Aromatherapy oils such as chamomile, lavender, juniper and rosemary have long been used to treat nausea and relax tense muscles. Add 1 drop of oil per cup of boiling water to a thermos and inhale the steam for 10 to 15 minutes. Another option is to add 2 drops of essential oil to a carrier oil such as jojoba, grapeseed or sweet almond oil. Gently massage the oil onto your temples and upper lip, concentrating on the area behind your ears. Repeat four to seven times.
Although nausea is uncomfortable, it shouldn’t interfere with your ability to perform everyday tasks. However, if you’re experiencing severe nausea or discomfort, contact your doctor for medical advice. Your health care provider may want to examine you further to rule out other conditions such as appendicitis or celiac disease.

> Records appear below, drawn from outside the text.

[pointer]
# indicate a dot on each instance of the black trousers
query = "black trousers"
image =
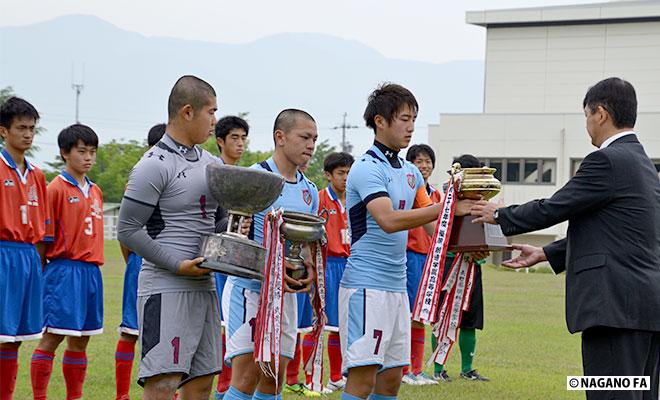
(614, 351)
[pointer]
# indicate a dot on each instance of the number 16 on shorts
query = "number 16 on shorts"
(375, 327)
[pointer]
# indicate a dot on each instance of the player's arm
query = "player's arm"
(125, 252)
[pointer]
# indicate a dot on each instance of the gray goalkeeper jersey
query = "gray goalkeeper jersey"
(167, 193)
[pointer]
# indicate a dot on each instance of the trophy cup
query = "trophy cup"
(477, 184)
(299, 229)
(242, 192)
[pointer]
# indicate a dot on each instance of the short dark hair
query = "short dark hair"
(617, 97)
(416, 149)
(226, 124)
(286, 119)
(189, 90)
(69, 137)
(15, 107)
(336, 160)
(155, 134)
(387, 101)
(468, 161)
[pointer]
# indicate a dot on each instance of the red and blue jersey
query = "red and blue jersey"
(418, 240)
(77, 220)
(24, 214)
(331, 208)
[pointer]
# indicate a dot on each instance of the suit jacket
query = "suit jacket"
(611, 252)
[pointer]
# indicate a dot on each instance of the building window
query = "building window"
(526, 171)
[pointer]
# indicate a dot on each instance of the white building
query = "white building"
(540, 62)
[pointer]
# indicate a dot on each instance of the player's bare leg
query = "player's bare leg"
(388, 382)
(161, 387)
(197, 389)
(362, 380)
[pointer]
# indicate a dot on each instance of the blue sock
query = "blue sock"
(346, 396)
(234, 394)
(263, 396)
(375, 396)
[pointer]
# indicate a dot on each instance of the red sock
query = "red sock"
(307, 349)
(417, 349)
(334, 355)
(74, 367)
(124, 356)
(293, 367)
(225, 376)
(41, 368)
(8, 370)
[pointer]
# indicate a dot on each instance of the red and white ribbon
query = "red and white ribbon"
(428, 292)
(268, 327)
(314, 362)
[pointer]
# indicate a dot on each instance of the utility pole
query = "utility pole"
(345, 146)
(77, 87)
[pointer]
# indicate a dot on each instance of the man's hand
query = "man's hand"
(244, 228)
(305, 285)
(191, 268)
(463, 207)
(529, 256)
(484, 211)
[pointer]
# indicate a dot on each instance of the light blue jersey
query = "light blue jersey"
(301, 195)
(378, 259)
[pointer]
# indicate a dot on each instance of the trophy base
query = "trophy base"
(232, 254)
(469, 237)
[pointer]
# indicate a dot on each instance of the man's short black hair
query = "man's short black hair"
(155, 134)
(15, 107)
(286, 119)
(70, 136)
(468, 161)
(189, 90)
(336, 160)
(387, 101)
(617, 97)
(416, 149)
(226, 124)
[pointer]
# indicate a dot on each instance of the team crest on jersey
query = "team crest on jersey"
(307, 197)
(411, 180)
(33, 198)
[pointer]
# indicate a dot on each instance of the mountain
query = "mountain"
(128, 76)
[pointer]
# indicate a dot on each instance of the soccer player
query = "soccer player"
(24, 223)
(295, 136)
(231, 136)
(73, 287)
(178, 312)
(423, 157)
(128, 329)
(471, 319)
(374, 314)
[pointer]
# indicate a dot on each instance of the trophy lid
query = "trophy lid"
(242, 189)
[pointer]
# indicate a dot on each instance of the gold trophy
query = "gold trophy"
(476, 184)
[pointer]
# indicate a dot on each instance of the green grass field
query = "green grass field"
(525, 348)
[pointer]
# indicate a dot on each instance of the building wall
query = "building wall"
(558, 136)
(548, 69)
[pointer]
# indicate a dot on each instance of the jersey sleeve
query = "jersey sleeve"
(368, 180)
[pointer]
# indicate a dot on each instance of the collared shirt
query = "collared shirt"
(615, 137)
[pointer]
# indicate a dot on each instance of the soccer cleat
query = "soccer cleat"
(410, 379)
(424, 379)
(474, 376)
(442, 376)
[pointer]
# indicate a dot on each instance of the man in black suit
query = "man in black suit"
(611, 253)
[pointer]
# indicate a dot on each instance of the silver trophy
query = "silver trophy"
(299, 229)
(242, 192)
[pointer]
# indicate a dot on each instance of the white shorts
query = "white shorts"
(239, 307)
(374, 328)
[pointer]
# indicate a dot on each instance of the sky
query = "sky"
(422, 30)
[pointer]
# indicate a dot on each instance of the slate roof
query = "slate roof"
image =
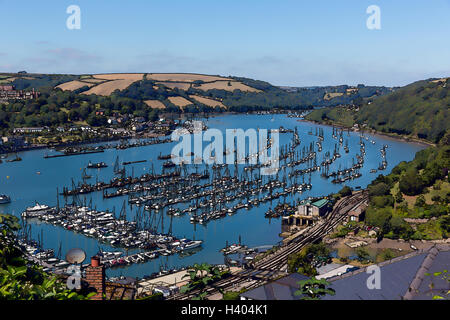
(401, 278)
(320, 203)
(397, 277)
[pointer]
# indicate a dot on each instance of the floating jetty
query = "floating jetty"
(103, 226)
(69, 154)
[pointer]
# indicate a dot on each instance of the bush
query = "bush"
(231, 295)
(411, 183)
(379, 189)
(382, 201)
(345, 191)
(420, 201)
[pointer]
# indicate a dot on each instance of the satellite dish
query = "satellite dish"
(75, 256)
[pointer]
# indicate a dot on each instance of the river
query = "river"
(21, 181)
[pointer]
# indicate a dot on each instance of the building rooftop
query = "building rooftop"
(401, 278)
(321, 203)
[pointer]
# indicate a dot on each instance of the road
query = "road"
(275, 265)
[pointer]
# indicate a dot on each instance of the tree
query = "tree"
(345, 191)
(420, 201)
(313, 289)
(202, 275)
(399, 197)
(363, 254)
(308, 258)
(411, 183)
(20, 280)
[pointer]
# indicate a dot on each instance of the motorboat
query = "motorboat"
(4, 199)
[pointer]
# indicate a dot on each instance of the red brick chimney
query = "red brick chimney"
(95, 277)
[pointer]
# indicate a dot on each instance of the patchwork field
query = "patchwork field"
(155, 104)
(180, 101)
(182, 77)
(330, 96)
(94, 81)
(226, 85)
(105, 89)
(74, 85)
(120, 76)
(180, 85)
(207, 101)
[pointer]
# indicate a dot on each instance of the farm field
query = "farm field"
(226, 85)
(180, 101)
(182, 77)
(73, 85)
(207, 101)
(155, 104)
(179, 85)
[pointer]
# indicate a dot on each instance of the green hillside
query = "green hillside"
(419, 110)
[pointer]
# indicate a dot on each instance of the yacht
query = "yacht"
(36, 210)
(4, 199)
(190, 244)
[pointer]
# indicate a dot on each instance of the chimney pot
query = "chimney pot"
(95, 261)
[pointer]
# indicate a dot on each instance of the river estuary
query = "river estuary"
(37, 179)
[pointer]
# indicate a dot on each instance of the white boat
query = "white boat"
(4, 199)
(187, 245)
(36, 210)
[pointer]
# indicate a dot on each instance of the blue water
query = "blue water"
(21, 181)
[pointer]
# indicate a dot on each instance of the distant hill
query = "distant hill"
(195, 91)
(420, 110)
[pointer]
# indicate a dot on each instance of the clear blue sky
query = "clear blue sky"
(297, 43)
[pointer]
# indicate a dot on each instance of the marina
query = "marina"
(213, 203)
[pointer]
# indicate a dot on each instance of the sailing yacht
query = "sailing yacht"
(4, 199)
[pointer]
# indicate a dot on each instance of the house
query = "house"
(112, 121)
(307, 213)
(333, 269)
(402, 278)
(16, 141)
(357, 214)
(29, 130)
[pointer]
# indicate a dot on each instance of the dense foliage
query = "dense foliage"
(305, 261)
(388, 194)
(21, 280)
(420, 109)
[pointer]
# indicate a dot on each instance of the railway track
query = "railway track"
(277, 261)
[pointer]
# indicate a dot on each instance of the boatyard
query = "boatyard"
(155, 216)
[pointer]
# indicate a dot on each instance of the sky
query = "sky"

While nausea is unpleasant and difficult to deal with, hopefully you’ll never have to endure its effects again! To learn more about what causes it, visit the links on the following page.

People with diabetes or anyone using insulin should consult their doctors before taking supplements such as evening primrose oil, black currant seed extract or feverfew. People who use beta blockers should not ingest foods high in omega-3 fats, such as fish and walnuts.

Taking aspirin or any other salicylates can cause nausea and drowsiness, which makes driving dangerous. Women who smoke should talk to their doctors before trying to quit. Those who have ulcers or gastroesophageal reflux disease (GERD) should refrain from lying down after meals. Finally, those who have kidney problems should check with their doctors before taking St John’s wort or any other medicine containing hypericum.